Hyperliquid crypto’s policy shop reflected a calculation that protocols could shape how rules addressed on-chain execution and noncustodial software if they engaged early with expertise and resources.

The center’s explicit focus on perpetual derivatives suggested an attempt to fill regulatory blank space before defaults hardened around offshore-only models.

Hyperliquid Crypto Lobbying Infrastructure Thickens in Washington

The Hyperliquid crypto initiative sat within the documented expansion of crypto’s policy footprint. Reuters reported crypto lobbying jumped 66% in 2025 to $40.6 million, citing OpenSecrets data.

The growth in spending supported the thesis that advocacy operations had transitioned from temporary election-cycle efforts to permanent institutions.

Staffing patterns across the ecosystem underscored its professionalization. The Solana Policy Institute named Miller Whitehouse-Levine as CEO and recruited Kristin Smith, former CEO of the Blockchain Association, as president.

The institute filed written submissions with the SEC, demonstrating formal engagement beyond public relations.

ProPublica’s Nonprofit Explorer listed the DeFi Education Fund as a 501(c)(4) organization with a Washington location and tax-exempt status starting March 2022.

The organizational structure positioned the fund as a standing DeFi policy advocate capable of sustained participation in rulemaking and legislative processes.

The ecosystem now operates a visible stack: broad trade associations, DeFi-specific groups like the DeFi Education Fund, chain institutes like Solana Policy Institute, and protocol-branded entities like Hyperliquid crypto’s new center.

The fragmentation increased specialized expertise but introduced risks of conflicting positions as market-structure debates continued.

Hyperliquid dominance on decentralized perps market. Source: DefiLlama

DeFi Venues Position as Compliant Infrastructure

Hyperliquid crypto’s Washington strategy reflected a broader industry argument that DeFi trading could integrate into the US market structure through tailored compliance pathways rather than face blanket exclusion.

The center’s founding statement referenced helping create a legal pathway for broader DeFi adoption domestically.

The pitch required translating protocol mechanics into statutory and rule text that regulators and legislators could draft and implement.

Chervinsky’s background, including board ties to the DeFi Education Fund, provided what advocates viewed as Washington literacy for technical founders navigating agency jurisdiction and congressional definitions.
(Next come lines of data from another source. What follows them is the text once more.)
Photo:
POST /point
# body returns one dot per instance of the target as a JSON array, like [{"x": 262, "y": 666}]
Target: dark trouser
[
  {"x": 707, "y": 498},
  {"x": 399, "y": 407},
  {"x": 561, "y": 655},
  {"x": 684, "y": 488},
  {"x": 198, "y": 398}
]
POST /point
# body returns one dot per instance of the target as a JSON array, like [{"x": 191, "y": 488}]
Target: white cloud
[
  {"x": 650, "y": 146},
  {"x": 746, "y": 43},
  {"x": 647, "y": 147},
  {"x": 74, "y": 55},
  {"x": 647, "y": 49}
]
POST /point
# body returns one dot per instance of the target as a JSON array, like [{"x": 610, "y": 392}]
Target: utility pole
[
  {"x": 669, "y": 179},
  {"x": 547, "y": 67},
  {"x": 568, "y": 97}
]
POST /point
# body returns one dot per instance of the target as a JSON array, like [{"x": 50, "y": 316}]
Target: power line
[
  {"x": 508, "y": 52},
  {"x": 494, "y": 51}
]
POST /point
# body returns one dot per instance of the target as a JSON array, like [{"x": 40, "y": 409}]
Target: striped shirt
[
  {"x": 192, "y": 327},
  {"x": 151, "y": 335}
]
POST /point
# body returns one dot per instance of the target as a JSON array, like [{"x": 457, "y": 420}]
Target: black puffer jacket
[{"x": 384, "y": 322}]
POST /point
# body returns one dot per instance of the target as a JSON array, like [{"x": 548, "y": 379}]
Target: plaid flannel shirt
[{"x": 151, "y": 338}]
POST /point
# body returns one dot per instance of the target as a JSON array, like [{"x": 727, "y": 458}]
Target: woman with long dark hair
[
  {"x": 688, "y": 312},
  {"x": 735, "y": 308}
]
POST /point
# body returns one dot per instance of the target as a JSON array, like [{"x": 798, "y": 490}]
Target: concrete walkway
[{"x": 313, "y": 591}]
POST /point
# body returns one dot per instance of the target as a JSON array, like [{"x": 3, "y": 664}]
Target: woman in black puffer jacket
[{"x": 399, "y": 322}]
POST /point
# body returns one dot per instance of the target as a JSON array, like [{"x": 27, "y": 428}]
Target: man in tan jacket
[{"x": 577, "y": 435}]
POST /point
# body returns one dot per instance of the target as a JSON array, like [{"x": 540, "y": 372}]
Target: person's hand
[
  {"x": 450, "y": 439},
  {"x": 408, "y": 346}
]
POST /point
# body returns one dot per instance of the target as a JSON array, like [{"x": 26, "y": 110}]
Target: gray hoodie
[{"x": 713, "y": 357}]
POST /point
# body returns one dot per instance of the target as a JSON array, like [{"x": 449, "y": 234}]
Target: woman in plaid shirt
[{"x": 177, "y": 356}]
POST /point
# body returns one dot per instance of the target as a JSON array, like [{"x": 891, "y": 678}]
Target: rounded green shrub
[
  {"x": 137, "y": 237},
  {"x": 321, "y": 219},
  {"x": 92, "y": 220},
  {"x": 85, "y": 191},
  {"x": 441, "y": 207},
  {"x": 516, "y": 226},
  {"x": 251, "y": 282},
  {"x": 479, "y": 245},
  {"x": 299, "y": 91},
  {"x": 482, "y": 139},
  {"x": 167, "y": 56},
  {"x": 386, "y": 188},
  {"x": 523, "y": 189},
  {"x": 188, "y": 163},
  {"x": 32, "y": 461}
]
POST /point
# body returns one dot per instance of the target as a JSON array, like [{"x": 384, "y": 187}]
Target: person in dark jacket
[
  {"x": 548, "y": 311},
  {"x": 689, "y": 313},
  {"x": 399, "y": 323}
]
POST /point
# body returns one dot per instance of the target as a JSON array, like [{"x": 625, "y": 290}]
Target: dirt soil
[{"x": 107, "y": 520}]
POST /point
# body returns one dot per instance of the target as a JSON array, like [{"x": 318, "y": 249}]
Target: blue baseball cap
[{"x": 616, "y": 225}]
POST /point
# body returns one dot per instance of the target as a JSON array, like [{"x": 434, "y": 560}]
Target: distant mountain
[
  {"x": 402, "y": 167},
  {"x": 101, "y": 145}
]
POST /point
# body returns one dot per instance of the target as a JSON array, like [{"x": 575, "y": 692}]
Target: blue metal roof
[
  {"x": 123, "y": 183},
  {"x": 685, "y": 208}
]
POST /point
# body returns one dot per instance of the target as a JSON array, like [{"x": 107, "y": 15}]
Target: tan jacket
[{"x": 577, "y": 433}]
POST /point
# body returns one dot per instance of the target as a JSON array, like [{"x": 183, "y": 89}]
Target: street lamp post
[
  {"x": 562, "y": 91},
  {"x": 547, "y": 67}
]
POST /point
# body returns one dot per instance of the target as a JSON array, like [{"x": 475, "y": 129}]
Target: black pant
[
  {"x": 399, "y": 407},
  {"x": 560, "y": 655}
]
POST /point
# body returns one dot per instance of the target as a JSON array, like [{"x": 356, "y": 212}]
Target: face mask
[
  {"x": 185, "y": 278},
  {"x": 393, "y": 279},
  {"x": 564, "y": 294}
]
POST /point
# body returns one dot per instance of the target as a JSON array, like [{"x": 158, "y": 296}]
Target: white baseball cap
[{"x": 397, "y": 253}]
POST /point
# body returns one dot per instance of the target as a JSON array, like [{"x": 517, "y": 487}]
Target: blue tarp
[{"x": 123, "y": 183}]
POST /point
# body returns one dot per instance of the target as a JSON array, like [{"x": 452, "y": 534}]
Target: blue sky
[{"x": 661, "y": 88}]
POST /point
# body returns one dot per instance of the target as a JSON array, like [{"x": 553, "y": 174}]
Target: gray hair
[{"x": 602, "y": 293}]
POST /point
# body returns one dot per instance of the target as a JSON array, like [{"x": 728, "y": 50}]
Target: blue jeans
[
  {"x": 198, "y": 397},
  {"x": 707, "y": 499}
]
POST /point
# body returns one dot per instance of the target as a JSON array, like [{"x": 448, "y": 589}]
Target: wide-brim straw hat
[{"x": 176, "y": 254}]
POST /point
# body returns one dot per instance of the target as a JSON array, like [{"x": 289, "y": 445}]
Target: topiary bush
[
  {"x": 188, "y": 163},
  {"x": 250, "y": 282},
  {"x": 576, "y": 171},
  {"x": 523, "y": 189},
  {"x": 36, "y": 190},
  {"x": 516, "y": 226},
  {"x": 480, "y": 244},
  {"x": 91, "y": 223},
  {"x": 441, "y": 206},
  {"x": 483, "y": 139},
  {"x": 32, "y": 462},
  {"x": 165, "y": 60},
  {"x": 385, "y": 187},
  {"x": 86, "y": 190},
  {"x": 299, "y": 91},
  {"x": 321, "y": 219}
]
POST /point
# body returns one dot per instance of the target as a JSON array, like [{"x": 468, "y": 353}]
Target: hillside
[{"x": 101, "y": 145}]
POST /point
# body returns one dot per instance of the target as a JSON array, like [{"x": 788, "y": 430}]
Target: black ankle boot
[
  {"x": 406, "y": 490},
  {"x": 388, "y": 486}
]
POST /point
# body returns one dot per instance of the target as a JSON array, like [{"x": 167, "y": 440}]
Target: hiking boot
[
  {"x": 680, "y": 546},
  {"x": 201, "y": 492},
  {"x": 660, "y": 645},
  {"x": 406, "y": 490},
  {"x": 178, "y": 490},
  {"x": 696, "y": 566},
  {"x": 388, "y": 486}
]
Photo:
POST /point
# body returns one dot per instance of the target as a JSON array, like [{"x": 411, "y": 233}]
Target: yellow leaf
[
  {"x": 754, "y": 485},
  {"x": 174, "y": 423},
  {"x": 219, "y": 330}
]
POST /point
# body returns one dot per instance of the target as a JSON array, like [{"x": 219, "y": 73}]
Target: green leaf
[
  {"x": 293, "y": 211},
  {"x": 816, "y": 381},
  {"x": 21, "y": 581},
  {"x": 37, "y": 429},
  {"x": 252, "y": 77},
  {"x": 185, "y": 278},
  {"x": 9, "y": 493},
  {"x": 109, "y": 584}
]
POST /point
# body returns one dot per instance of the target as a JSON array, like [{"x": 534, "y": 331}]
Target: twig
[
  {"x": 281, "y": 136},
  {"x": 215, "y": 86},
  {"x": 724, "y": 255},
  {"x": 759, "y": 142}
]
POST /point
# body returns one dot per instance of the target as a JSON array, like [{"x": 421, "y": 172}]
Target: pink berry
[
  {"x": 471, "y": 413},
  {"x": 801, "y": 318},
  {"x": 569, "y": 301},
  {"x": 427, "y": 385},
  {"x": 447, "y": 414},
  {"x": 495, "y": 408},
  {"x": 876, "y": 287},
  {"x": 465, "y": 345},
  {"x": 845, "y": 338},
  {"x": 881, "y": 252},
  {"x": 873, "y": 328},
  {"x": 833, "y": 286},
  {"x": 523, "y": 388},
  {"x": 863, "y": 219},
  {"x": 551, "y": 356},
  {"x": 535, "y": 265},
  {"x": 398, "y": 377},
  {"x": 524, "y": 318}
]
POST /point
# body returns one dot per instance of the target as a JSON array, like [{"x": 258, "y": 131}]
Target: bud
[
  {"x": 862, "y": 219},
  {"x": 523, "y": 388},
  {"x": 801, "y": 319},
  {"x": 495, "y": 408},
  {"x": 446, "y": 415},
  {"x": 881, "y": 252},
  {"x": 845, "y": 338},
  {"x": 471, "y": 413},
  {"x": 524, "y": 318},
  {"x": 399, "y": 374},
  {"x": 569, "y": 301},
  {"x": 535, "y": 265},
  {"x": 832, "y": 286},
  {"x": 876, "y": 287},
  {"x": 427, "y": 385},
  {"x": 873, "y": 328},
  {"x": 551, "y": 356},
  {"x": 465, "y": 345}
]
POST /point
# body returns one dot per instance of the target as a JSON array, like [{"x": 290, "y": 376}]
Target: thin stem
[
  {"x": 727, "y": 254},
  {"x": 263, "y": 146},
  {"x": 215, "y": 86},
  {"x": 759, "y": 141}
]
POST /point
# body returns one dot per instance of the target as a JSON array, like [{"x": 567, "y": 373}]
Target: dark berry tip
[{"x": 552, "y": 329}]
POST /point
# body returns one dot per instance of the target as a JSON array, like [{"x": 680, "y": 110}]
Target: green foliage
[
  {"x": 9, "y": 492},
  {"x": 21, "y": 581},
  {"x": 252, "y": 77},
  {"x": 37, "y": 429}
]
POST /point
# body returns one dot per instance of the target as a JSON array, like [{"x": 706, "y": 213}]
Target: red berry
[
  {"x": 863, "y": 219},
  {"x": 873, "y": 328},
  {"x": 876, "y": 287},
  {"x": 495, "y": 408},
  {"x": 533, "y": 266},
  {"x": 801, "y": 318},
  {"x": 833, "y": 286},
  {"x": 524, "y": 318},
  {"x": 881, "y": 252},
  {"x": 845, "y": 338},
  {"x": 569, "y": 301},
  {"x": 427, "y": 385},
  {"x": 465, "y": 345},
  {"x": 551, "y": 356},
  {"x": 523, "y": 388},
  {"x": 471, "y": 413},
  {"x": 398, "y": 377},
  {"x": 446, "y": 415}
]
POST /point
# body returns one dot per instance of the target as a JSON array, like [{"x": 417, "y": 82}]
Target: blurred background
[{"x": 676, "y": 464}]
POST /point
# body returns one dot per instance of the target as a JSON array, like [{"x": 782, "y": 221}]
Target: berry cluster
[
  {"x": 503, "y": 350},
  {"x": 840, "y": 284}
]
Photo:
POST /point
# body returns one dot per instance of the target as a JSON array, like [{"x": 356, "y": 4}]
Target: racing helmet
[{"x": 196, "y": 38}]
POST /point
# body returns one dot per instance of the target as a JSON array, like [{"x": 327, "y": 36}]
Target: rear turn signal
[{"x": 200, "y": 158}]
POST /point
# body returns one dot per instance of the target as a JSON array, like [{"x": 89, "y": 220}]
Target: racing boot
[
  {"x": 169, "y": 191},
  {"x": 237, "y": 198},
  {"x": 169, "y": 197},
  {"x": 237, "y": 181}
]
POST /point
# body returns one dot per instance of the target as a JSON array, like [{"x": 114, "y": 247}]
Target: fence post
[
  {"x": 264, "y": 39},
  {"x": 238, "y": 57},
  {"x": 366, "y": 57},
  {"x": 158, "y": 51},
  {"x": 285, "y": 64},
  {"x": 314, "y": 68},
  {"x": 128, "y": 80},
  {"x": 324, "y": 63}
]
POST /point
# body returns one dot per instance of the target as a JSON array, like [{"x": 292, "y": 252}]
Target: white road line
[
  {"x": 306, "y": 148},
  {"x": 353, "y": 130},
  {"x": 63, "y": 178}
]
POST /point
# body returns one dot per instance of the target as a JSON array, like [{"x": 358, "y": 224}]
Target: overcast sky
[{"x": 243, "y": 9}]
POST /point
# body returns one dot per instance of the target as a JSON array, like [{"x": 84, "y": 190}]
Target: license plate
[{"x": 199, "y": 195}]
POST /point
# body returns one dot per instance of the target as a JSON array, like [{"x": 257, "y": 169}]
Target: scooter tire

WilmerHale’s client alert on CFTC staff comment requests tied perpetual-style derivatives to ongoing derivatives-market discussions, supporting the argument that the product category could normalize within existing regulatory concepts.

If normalization succeeded, it would represent a material unlock for DeFi volumes in US markets, where perpetual contracts currently trade predominantly offshore.

The Hyperliquid crypto policy center signaled that major DeFi protocols expected the next US ruleset to emerge through technical engagement rather than enforcement litigation alone.

The move positioned perpetual derivatives as the clearest path to compliance while market-structure legislation remained under consideration in the Senate.